A High-Fat Diet Induces Cardiac Damage in Obesity-Resistant Rodents with Reduction in Metabolic Health.

机构信息

Postgraduate Program in Physiological Sciences, Health Sciences Center, Federal University of Espírito Santo, Vitória, Espírito Santo, Brazil.

Postgraduate Program in Nutrition and Health, Health Sciences Center, Federal University of Espírito Santo, Vitória, Espírito Santo, Brazil.

出版信息

Cell Physiol Biochem. 2023 Aug 16;57(4):264-278. doi: 10.33594/000000642.

DOI:10.33594/000000642
PMID:37590499
Abstract

BACKGROUND/AIMS: Obesity resistance is associated with the complex interaction of stringent and environmental factors that confer the ability to resist mass gain and body fat deposition, even when eating high-calorie diets. Considering that there are numerous gaps in the literature on the metabolic processes that explain Obesity resistance, specifically in relation to oxidative stress, the purpose of the study was to investigate whether obesity-resistant (OR) rats develop elevated reactive oxygen species in cardiac tissue.

METHODS

Wistar rats were initially randomized into two groups: a standard diet (SD) and a high-fat diet (HFD) group.

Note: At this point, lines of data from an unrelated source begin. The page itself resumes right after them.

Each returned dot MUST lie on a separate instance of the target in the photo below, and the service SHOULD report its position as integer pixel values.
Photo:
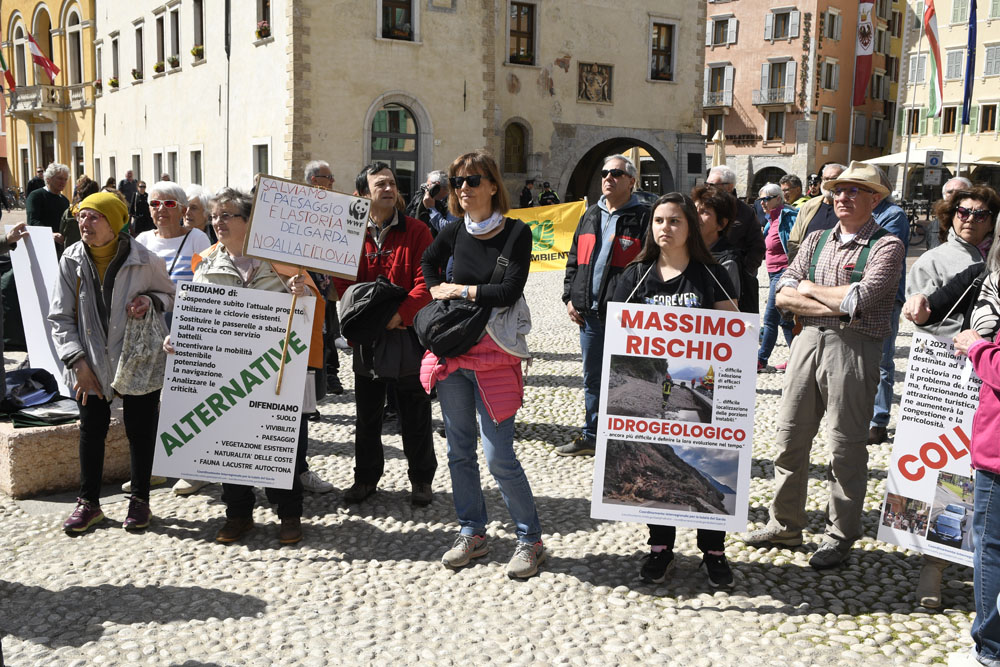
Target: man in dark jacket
(745, 234)
(393, 246)
(609, 236)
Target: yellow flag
(552, 229)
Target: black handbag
(450, 327)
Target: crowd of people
(835, 258)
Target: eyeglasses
(977, 215)
(851, 192)
(458, 181)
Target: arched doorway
(763, 177)
(654, 174)
(394, 141)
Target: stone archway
(585, 180)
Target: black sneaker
(657, 564)
(720, 575)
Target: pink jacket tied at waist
(498, 374)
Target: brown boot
(290, 531)
(234, 529)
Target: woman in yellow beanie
(105, 278)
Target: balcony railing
(718, 98)
(785, 95)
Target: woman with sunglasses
(174, 244)
(780, 220)
(487, 380)
(675, 268)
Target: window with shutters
(991, 63)
(661, 54)
(960, 11)
(953, 64)
(918, 69)
(775, 125)
(827, 125)
(948, 116)
(988, 118)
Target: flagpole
(913, 100)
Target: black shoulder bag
(450, 327)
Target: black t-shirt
(475, 260)
(693, 288)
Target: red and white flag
(864, 50)
(39, 59)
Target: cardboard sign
(675, 429)
(36, 269)
(928, 503)
(220, 419)
(298, 224)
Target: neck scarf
(485, 226)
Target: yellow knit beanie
(108, 205)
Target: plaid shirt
(877, 290)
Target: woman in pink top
(776, 260)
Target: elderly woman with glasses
(780, 220)
(103, 280)
(175, 244)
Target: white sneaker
(154, 480)
(312, 482)
(185, 487)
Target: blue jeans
(887, 372)
(460, 403)
(592, 347)
(772, 320)
(986, 575)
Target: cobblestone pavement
(367, 586)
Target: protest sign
(675, 427)
(220, 419)
(309, 227)
(928, 502)
(36, 269)
(552, 229)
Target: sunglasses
(977, 215)
(851, 192)
(458, 181)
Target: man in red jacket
(393, 247)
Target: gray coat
(96, 328)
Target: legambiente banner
(928, 500)
(675, 429)
(220, 418)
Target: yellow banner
(552, 229)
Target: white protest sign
(220, 419)
(928, 503)
(675, 429)
(297, 224)
(36, 269)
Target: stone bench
(46, 459)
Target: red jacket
(399, 261)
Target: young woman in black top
(676, 269)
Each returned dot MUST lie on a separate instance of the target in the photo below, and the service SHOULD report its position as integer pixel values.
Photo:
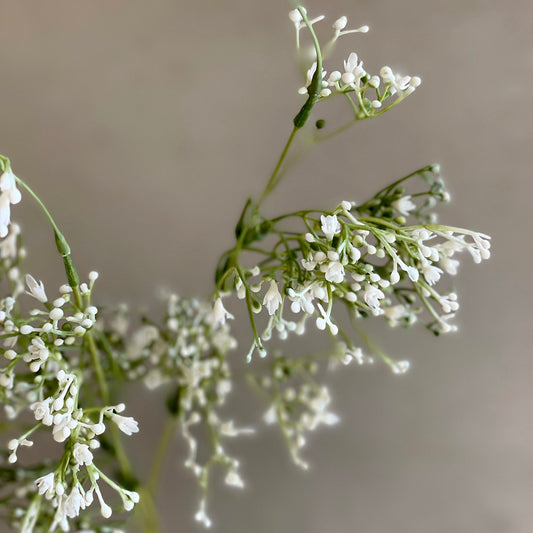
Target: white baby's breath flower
(36, 289)
(46, 485)
(330, 226)
(74, 502)
(9, 194)
(372, 296)
(333, 272)
(82, 454)
(126, 424)
(272, 299)
(220, 313)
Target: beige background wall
(145, 124)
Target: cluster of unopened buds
(373, 93)
(60, 357)
(373, 265)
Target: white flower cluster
(368, 259)
(373, 93)
(71, 487)
(36, 342)
(187, 353)
(297, 404)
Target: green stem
(274, 178)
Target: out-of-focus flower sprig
(187, 354)
(64, 359)
(297, 403)
(368, 258)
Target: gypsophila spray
(323, 271)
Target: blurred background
(144, 126)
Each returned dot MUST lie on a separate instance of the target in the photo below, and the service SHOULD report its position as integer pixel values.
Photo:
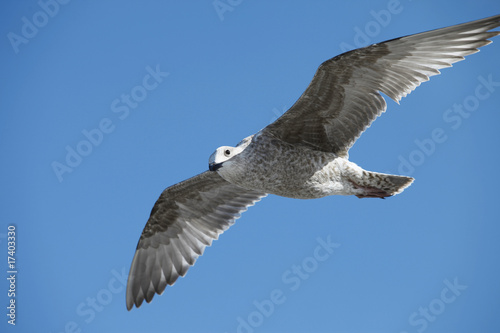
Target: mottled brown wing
(344, 98)
(184, 220)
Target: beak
(214, 166)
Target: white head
(225, 153)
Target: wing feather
(344, 98)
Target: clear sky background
(423, 261)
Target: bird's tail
(379, 185)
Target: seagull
(303, 154)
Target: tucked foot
(370, 192)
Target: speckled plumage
(303, 154)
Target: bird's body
(303, 154)
(303, 173)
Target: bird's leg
(370, 192)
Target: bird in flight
(303, 154)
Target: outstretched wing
(184, 220)
(344, 98)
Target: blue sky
(422, 261)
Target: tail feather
(380, 185)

The SD and HFD groups were further divided into control (C), OR, and obese prone (OP) subgroups based on body weight. This criterion consisted of organizing the animals in each group in ascending order according to body weight (BW), and the cutoff point was identified in the animals by terciles: 1) lower BW; 2) intermediate BW; and 3) higher BW. Rats were sacrificed on the 14th week, and serum and organs were collected. Nutritional assessment, food profiles, histological analysis, comorbidities, and cardiovascular characteristics were determined.

RESULTS

BW showed a significant difference between the standard diet and high-fat diet groups in the 4th week of the experimental protocol, characterizing obesity. In the 4th week, after the characterization of Obesity resistance, there was a significant difference in BW between groups C, OP, and OR. The OP and OR groups showed a significant increase in caloric intake in relation to the C group. The OP group showed a significant increase in final BW, retroperitoneal fat pad mass, sum of corporal fat deposits and reactive oxygen species, in relation to groups C and OR. The area under the glycemic curve, insulin resistance index and basal glucose were elevated in the OP group in relation to the C. OP also promoted an increase in HOMA-IR when compared with C. OR rats showed a non-significant increase in insulin and HOMA-IR in OR vs. C (p = ~0.1), but no significant differences were observed between OP vs. OR for these parameters, suggesting that both groups suffered from decreased metabolic health. Total cardiac mass, left ventricular cross-sectional area, and cholesterol levels were significantly elevated in the OP and OR groups compared with the C group.

CONCLUSION

A high-fat diet induces cardiac damage in obesity-resistant rodents with reduction in metabolic health.

摘要

背景/目的:肥胖抵抗与严格和环境因素的复杂相互作用有关,这些因素赋予了抵抗体重增加和体脂肪沉积的能力,即使在食用高热量饮食时也是如此。考虑到关于解释肥胖抵抗的代谢过程的文献中有许多空白,特别是与氧化应激有关,本研究的目的是调查肥胖抵抗(OR)大鼠的心脏组织中是否会产生升高的活性氧。

方法

Wistar 大鼠最初被随机分为两组:标准饮食(SD)组和高脂肪饮食(HFD)组。SD 和 HFD 组进一步根据体重分为对照组(C)、OR 组和肥胖易感性(OP)亚组。该标准包括根据体重对每组动物进行升序排列,临界点通过三分位数确定:1)较低体重;2)中等体重;3)较高体重。大鼠在第 14 周被处死,收集血清和器官。评估营养状况、食物谱、组织学分析、合并症和心血管特征。

结果

在实验方案的第 4 周,标准饮食组和高脂肪饮食组之间的体重出现显著差异,表明肥胖。在第 4 周,肥胖抵抗特征确定后,C、OP 和 OR 组之间的体重出现显著差异。OP 和 OR 组的热量摄入与 C 组相比显著增加。与 C 和 OR 组相比,OP 组的最终体重、腹膜后脂肪垫质量、体脂肪沉积总和和活性氧显著增加。OP 组的血糖曲线下面积、胰岛素抵抗指数和基础血糖升高与 C 相比。与 C 相比,OP 还增加了 HOMA-IR。OR 大鼠的胰岛素和 HOMA-IR 在 OR 与 C 之间呈非显著增加(p = ~0.1),但 OP 与 OR 之间在这些参数上没有观察到显著差异,这表明两组代谢健康状况均下降。与 C 组相比,OP 和 OR 组的总心脏质量、左心室横截面积和胆固醇水平均显著升高。

结论

高脂肪饮食可导致肥胖抵抗的啮齿动物心脏损伤,并降低代谢健康。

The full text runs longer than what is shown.